Genetic evolutionary tree analysis of M gene

Discussion

Since 2015, hundreds of large-scale donkey farms have been built in Liaocheng City, Shandong Province, and then extended to Hebei, Shanxi Province and other regions, which are completely different from traditional free culture. Original sporadic distribution of EIV is also likely to be popular.

In the late 1980 s, EIV diverged into two antigenically distinct lineages [10], American and Eurasian, and since then, the American lineage has further diverged into the Kentucky, South American and Florida sub‐lineage clades I and II [11]. In recent years, there have been continuous reports of equine influenza outbreaks in China but the relevant gene sequences were not updated. Most of the EIV isolated are belonging to Florida Type II H3N8 [12]. It has high homology with a Mongolia/1/2008 strain isolated from Mongolia and A/equine/Jammu-Katra/6/00 isolated from India. However, the strain isolated from Japan belongs to a different evolutionary branch in the genetic evolutionary tree [13]. At the same time, the EIV isolated in China in the 1990 s is also in a unique evolutionary branch [14]. Key amino acids at several antigen sites of the HA protein of EIVs that cause an epidemic in China have undergone significant changes compared with other branch-chain EIV [15]. It is obvious that the HA sequence of the donkey source isolates belongs to a large branch in northern China, while the M sequence belongs to the kentucky branch of the phylogenetic tree. This complex distribution also confused about whether new mutations in donkeys happened needing a further research.

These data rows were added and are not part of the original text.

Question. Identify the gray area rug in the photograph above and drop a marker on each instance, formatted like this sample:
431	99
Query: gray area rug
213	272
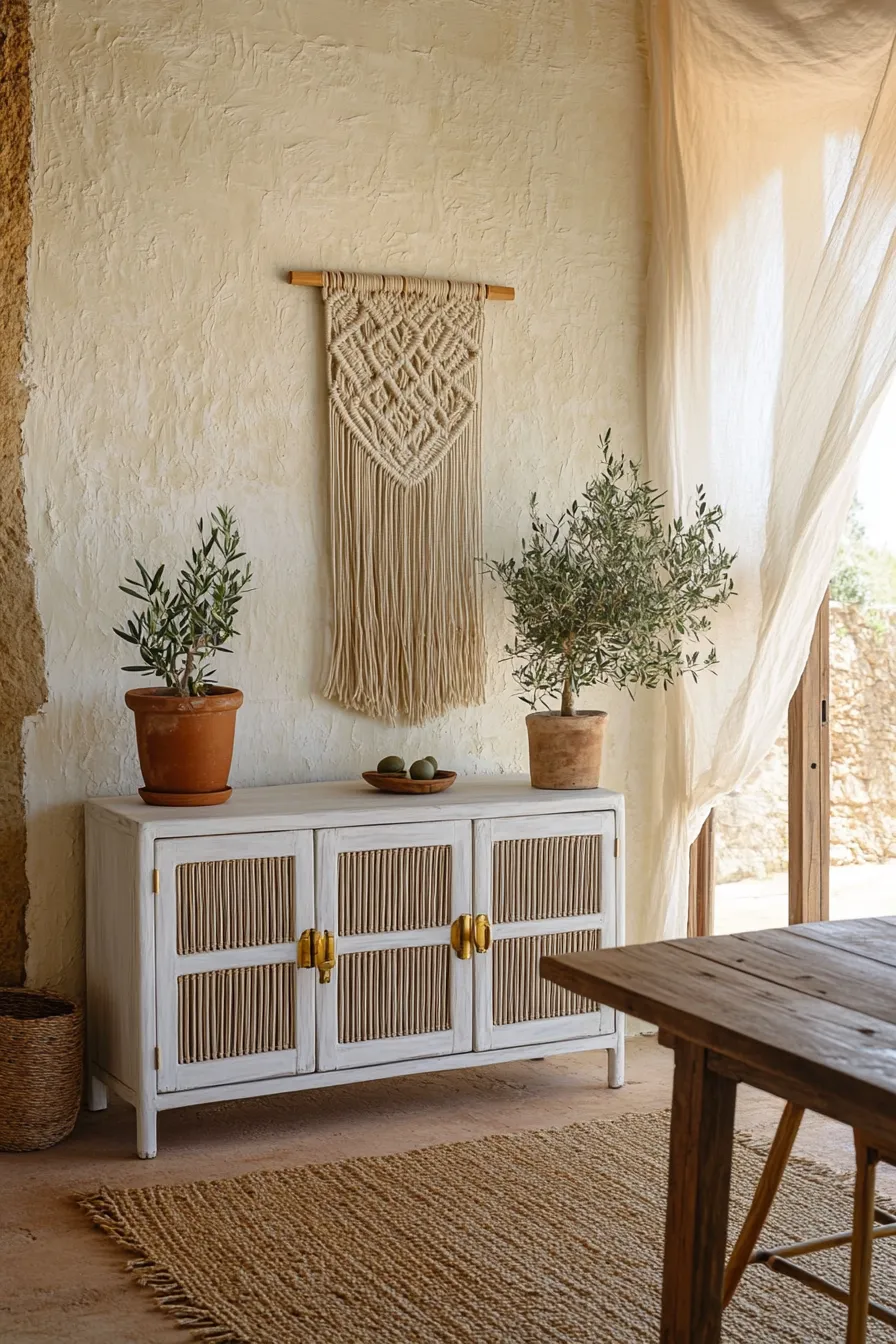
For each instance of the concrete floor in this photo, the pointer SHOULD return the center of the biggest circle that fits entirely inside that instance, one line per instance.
(63, 1281)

In this study, 21.5% positive rate of the samples associated with the M protein gene with respiratory diseases shows that it is necessary to further strengthen the surveillance of equine influenza epidemic risks. Antigenic and genetic information suggest that the evolution of EIV is mainly based on the mutations found on the HA surface glycoprotein [16]. In the study, it was found that the strain had the highest homology with the EIV in Heilongjiang region, which was speculated to be due to the epidemic in Liaocheng area caused by the introduction of donkey population from northeast China through the comparison of the HA sequence of the strain with other known sequences.

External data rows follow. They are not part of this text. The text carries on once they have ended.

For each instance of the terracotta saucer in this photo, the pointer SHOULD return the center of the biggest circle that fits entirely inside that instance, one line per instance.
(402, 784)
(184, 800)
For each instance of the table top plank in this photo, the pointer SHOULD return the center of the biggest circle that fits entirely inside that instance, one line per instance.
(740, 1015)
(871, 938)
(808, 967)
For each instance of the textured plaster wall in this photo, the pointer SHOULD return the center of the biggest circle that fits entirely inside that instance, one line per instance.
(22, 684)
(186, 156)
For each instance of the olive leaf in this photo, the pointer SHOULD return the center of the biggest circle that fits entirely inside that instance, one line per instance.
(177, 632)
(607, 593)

Since all of our samples were from non-immunized donkey farms, 32.5% positive rate of EIV, suggesting that they had been exposed and infected with EIV, which deserves vigilance. Whether this happened in donkey’s origin, transportation or in Shandong Province is unknown. In any case, regular serological and molecular biological monitoring are necessary in these areas.

Conclusion

The research findings suggested that EIV had brought about a serious threat to large-scale donkey farms. Veterinarians must assess this threat and strengthen biosafety measures to prevent its epidemic, especially around Liaocheng in Shandong Province.